3.4 Solving the polynomial optimization problem

We will use SCIP (Gleixner et al. 2018) to solve polynomial optimization Problem (5), which is currently one of the fastest non-commercial solvers for non-linear programming. It uses a branch and bound method to solve the optimization problem with non-linear constraints. Example 3.3 shows a computation using SCIP for a molecule with 3 binding sites.

Example 3.3

Consider the polynomial \(P_1\) of Example 2.7. Figure 5 shows the full input on the left and the partial output on the right. In the input, the first constraints c1, c2, c3 enforce \(\sum _{|I|=k} s_I= a_k\) for \(i=1,2,3\). The remaining constraints c4 to c19 enforce \(f_{{\mathcal {I}}}\circ \varphi ^{-1}(S)\le r\). For example, c19 states that \(s_1s_2s_3 / s_{123}\le r\) which is equivalent to \(f_{\emptyset }(W)=(w_{123}w_{12}w_{13}w_{23})^{-1} \le r\) in the coordinates \(w_I\). The output states an approximate optimal value of \(r=13.5\) and lists all values of \(s_I\) of the minimal molecule, which gave rise to the numbers in Example 2.7.

Fig. 5
figure 5

Computing the minimal absolute interaction for a molecule with 3 sites using SCIP

Unfortunately, the \(2^{11}\) constraints in Problem (5) make it practically impossible to solve directly. Instead, we focus on computing an upper bound \(b_{+}\) and a lower bound \(b_{-}\) for the minimal interaction. Both bounds are easier to compute, because they arise from problems with significantly less constraints. Our aim is to obtain bounds which either coincide or are sufficiently close to each other to allow us to compare the different minimal interactions with each other.

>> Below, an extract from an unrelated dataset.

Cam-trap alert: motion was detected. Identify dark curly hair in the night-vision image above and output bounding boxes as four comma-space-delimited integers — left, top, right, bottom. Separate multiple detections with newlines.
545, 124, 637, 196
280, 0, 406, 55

3.4.1 The upper bound \(b_{+}\)

Our upper bound \(b_{+}\) for the solution to Problem (5) is the solution to Problem (4) for a region \(O_{{\mathcal {I}}}\). In other words, instead of minimizing the interaction over all molecules in \(({\mathbb {R}}_{>0})^{2^4}\), we only minimize it over the molecules in \(O_{{\mathcal {I}}}\). It is an upper bound as the global minimum need not be in the region that we have chosen. Computing the solution to Problem (4) still required changing to the new coordinates \((s_I)\). Our region of choice was \(O_\emptyset \), i.e., the region where \(w_I\ge 1\) for all \(I\in \left( {\begin{array}{c}[4]\\ >1\end{array}}\right) \), as it was the only region in which all computations terminated successfully during testing.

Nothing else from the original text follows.